Dare To Dream Naysayer

Here is something to amuse you on this cold November morning while you suffer from your Full Moon Halloween induced hangover. It turns out there is such a thing as linesman watch. That probably makes no sense to you, and for those who don’t know, a linesman is the person who runs along the touchline in either football, rugby or such thing and indicates whether the ball is out. Bizarrely it turns out one has become a celebrity for all the right reason recently, or at least the amusing reasons. Scottish football team Inverness Caledonian Thistle decided to replace human operated cameras with AI ones but it backfired when the AI system mistook the linesman’s bald head for the football. Only in Scotland.

While AI may stoke the fear of Terminator in you we discover the more amusing realities of a technology evidently still in it’s infancy. It is clear though how much technology is going to affect the way we work and the jobs we have. I’m no luddite, although I am cautious, but I do believe technology has the potential to set us free. It’s not work that’ll do this, it’s quite the opposite. Mass employment is not the answer but neither is capitalism’s quest for infinite profit. It offers up the possibility that we will likely in the next ten years either have to create an entire new sector of work, likely more than one, or find a way to allow people to work less and yet keep this standard of living.

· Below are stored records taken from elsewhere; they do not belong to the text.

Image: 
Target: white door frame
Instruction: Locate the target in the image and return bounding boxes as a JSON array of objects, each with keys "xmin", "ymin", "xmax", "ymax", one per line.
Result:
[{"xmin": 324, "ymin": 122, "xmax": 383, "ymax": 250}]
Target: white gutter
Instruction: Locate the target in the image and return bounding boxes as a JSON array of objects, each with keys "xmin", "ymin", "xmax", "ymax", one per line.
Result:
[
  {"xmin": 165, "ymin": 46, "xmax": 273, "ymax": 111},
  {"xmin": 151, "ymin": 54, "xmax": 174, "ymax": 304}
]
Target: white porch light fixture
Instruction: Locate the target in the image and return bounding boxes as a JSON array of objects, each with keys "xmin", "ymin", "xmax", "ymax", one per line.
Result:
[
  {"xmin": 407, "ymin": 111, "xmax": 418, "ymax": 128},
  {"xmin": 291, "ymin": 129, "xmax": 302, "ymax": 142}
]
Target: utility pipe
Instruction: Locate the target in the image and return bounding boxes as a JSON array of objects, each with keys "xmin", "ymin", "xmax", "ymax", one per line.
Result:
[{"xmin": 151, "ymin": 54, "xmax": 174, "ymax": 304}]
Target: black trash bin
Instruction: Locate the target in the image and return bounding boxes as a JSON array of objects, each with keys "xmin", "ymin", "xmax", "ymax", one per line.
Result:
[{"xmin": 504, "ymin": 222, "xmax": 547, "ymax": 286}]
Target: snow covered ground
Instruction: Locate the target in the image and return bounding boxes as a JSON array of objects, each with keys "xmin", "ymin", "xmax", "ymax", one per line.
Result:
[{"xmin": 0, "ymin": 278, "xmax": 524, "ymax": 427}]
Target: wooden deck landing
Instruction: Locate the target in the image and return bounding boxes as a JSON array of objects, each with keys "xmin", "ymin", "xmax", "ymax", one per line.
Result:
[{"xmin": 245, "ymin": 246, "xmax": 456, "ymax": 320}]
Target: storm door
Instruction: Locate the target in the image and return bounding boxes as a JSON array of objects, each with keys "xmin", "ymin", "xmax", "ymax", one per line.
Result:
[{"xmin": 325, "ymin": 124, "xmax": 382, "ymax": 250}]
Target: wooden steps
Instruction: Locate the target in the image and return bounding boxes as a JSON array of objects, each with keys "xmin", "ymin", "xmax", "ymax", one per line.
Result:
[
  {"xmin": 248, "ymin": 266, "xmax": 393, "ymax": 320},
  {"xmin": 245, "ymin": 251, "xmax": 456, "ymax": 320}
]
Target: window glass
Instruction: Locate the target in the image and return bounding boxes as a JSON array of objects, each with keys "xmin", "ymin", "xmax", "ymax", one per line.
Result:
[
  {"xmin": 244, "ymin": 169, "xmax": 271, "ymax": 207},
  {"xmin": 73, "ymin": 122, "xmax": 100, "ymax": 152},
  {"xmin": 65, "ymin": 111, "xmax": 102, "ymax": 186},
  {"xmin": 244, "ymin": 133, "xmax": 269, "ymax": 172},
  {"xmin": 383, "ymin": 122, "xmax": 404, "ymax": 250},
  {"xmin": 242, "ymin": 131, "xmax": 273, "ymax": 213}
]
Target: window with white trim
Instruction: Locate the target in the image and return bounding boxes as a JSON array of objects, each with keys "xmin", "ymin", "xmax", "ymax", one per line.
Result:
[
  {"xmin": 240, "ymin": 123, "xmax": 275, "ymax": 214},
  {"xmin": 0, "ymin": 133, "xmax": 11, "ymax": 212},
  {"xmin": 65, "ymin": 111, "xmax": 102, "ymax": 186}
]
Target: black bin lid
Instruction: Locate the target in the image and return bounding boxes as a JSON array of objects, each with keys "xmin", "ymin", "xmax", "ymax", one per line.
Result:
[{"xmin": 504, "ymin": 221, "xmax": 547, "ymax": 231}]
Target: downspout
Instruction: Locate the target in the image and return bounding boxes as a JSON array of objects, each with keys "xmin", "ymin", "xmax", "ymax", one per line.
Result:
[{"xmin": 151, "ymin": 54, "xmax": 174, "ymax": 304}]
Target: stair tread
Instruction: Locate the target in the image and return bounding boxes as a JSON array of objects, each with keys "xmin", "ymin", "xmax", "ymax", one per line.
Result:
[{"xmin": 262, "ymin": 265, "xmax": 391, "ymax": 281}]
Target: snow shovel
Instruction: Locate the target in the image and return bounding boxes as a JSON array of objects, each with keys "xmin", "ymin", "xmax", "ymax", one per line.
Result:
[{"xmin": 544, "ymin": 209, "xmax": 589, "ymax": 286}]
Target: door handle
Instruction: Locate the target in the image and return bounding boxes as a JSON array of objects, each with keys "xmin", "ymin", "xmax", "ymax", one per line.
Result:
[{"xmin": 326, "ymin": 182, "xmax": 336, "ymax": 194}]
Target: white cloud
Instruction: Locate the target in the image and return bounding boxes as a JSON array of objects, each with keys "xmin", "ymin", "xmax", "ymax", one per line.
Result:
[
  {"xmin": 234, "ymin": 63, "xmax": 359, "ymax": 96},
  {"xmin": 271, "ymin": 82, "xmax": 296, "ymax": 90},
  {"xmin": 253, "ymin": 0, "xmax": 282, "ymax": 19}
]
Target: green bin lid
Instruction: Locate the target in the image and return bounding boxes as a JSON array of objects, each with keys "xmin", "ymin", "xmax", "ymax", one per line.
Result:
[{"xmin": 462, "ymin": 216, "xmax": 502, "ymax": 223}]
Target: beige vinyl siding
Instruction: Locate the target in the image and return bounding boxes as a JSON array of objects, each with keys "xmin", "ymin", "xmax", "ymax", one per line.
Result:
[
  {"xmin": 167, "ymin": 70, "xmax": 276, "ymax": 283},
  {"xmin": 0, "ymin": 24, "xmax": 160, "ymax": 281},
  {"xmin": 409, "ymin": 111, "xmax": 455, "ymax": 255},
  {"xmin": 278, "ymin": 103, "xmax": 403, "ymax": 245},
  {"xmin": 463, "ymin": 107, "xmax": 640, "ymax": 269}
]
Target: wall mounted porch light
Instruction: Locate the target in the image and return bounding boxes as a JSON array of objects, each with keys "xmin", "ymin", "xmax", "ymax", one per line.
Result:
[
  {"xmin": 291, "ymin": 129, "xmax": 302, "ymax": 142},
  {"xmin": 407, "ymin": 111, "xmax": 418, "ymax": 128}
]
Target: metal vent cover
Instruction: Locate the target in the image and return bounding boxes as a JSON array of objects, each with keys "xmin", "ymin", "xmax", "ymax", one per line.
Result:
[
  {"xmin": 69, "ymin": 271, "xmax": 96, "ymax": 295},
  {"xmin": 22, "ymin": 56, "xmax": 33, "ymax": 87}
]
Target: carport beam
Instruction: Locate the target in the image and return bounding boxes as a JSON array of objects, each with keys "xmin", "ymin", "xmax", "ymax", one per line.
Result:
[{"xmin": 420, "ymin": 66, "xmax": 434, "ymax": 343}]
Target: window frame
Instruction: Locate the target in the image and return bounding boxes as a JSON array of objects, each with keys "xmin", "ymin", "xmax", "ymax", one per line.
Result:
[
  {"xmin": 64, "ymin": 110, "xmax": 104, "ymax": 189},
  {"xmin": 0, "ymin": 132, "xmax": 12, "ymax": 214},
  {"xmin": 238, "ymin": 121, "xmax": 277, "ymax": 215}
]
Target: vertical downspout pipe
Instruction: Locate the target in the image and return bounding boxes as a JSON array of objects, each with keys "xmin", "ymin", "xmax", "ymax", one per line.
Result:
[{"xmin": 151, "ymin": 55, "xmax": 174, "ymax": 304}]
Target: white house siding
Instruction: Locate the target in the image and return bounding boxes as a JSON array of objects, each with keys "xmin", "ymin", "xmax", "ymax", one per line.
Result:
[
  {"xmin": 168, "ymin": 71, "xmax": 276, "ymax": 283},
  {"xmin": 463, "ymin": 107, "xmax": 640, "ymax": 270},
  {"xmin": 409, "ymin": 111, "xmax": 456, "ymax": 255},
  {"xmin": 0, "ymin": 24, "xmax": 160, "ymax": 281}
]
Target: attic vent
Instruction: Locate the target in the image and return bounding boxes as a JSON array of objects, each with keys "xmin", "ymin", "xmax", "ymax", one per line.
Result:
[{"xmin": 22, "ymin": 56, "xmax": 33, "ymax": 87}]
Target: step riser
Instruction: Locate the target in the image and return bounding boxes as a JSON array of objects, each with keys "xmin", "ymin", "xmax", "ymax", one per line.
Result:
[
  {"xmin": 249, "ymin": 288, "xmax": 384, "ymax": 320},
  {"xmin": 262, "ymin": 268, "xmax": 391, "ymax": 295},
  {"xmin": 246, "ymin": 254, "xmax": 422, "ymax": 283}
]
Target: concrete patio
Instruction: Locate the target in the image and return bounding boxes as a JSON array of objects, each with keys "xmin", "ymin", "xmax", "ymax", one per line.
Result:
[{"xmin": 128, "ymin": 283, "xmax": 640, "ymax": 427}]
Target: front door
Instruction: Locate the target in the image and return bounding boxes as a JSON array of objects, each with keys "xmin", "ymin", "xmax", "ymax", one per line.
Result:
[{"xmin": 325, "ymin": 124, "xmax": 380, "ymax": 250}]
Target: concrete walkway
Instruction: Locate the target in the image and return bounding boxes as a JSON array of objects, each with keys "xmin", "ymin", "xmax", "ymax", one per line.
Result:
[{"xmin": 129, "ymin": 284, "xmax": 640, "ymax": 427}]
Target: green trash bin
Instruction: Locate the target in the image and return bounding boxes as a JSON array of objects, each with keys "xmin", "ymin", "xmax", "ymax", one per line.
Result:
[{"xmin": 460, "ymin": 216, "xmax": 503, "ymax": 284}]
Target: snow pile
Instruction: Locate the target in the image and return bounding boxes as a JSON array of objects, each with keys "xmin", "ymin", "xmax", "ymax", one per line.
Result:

It’s not impossible for people for work four or five hours a day, sharing what jobs remain. It would mean the entire redrawing of society as it would be impossible for people to continue to hoard the wealth. It would likely mean the unthinkable that things would need to be shared at little, less profits would have to be made. Maybe the concept of a profit driven society would be replaced with a people centre one. Perhaps I’m some kind of utopian idealist dreamer but we need dreams to make anything previously thought impossible possible. Throughout history the previously impossible has been made possible. Humans have proved in the past they are capable of compassion, they don’t only want to screw each over. No extreme one way or another is either desirable or realistic but perhaps a redrawing of the balance is about due. We are very capable. Don’t believe anyone who tells you otherwise, it’s likely not in their benefit or they simply have no imagination. Let’s start imagining.

A Habitual Moon

It’s a full moon today so energy will be high. How fun that it’s also Halloween. How sad that everyone will be stuck inside in front of Zoom screens. Apparently one aspect of a full moon, or at least the affect upon us, is that we revert to our strongest habits. You won’t be able to prove that in a lab so I imagine it’ll be down to some empirical research of sorts to understand that. With us viewing the world and experiences through a presupposed narrative, I assume that empirically our understanding will be deeply flawed. A leap of faith, well it may just be necessary. Regardless I do enjoy trying to understand habits, they seem rather powerful after all.

I’m reading a book at the moment on fear and not in a typical challenge you fears kind of way but more learn to love and see the positives of fear. I’m only a quarter of the way through so I haven’t fully grasped it but there does appear to be some legitimacy in what he says. It’s called Fearvana by Akshay Nanavati if you’re curious. I won’t go into what Fearvana is exactly, mainly because I’ve not read enough that I’ll likely do it a disservice. What made me think about it though was that he mentions something about synapses in our brains which we have developed over a long time. Connections between neural pathways or something like that. Anyway these are the animalistic responses we have to situations, the habitual response we have learnt to make.

It’s another way of looking at how we behave but it’s interesting to think of it that way when observing how we behave and respond, and this can be to anything. Instead of just thinking about how this is habit, looking behind it at the science seems to help understand how malleable our behaviour is. If it’s just connections in our brain which have formed, it also means they can reform. Without saying certain things can be good or bad, we definitely have more and less desirable habits which we decide upon personally. It’s very liberating to realise what they actually are and with the brick wall coming down it also makes them surmountable.

So this full moon, observe yourself. What is it that seems to have been building up this last week especially. How do you find yourself responding to it. Do you recognise anything familiar in your behaviour, good and bad, desirable and undesirable. Can you detach yourself from it and see it for what it is. Just that first try will do. Just observe. Don’t judge and don’t box yourself. Step back. Step back from it all.